Saturday, January 26, 2008

Smartphone Patent Means Everyone Gets Sued

On Tuesday, the US Patent and Trademark Office (USPTO) issued a patent on a "mobile entertainment and communication device." The description of the device:
a mobile entertainment and communication device in a palm-held size housing has a cellular or satellite telephone capable of wireless communication with the Internet and one or more replaceable memory card sockets for receiving a blank memory card for recording data directly from the Internet (more) ...
Sounds like a smartphone, doesn't it?

The thing is, what's been done here is combining previously patented elements into a new element, and in the case of Teleflex vs. KSR, the Supreme Court has already ruled that the new element is not necessarily patentable. In fact, Justice Anthony Kennedy wrote in the opinion of the court, "The results of ordinary innovation are not the subject of exclusive rights under the patent laws."

What they're saying is that if you take known elements "in the art" and simply combine them and get an expected result, then you haven't invented anything.

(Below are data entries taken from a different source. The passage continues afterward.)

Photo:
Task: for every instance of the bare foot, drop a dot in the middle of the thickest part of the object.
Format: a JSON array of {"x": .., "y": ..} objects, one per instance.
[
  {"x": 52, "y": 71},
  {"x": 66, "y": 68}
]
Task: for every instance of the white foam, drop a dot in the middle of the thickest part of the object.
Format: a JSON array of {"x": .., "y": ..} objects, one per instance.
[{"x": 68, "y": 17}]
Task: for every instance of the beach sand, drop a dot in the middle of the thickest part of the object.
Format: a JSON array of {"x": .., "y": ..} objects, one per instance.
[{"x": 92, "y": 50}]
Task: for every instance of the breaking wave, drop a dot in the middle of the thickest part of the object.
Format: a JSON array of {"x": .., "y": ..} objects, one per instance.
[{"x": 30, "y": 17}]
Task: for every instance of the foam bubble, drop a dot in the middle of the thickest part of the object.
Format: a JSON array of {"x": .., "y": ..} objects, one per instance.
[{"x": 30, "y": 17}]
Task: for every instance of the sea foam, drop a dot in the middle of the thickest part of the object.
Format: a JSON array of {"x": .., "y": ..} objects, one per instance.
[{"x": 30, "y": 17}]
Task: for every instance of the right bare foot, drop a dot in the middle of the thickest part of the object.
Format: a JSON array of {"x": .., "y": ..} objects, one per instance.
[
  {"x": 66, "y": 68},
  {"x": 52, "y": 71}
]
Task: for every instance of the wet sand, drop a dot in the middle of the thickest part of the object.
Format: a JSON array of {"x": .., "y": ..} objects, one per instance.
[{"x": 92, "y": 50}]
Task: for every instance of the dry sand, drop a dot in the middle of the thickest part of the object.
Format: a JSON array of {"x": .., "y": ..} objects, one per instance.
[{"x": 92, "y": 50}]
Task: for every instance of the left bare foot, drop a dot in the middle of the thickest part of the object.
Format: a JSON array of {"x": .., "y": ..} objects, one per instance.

Nevertheless, Minerva Industries, Inc., the patent holding company wasted no time and at 12:01am Tuesday morning, it lawsuits against just about everyone you could think of, including Apple, Nokia, RIM, Sprint, AT&T, HP, Motorola, Helio, HTC, Sony Ericsson, Samsung ... and more.

Hopefully the obviousness test as in Teleflex vs. KSR will be used in this case as well, but we'll see. It should be "obvious" that otherwise we'll be in a heap of trouble, cell phone-wise. Can you imagine injunctions preventing all those manufacturers from shipping devices?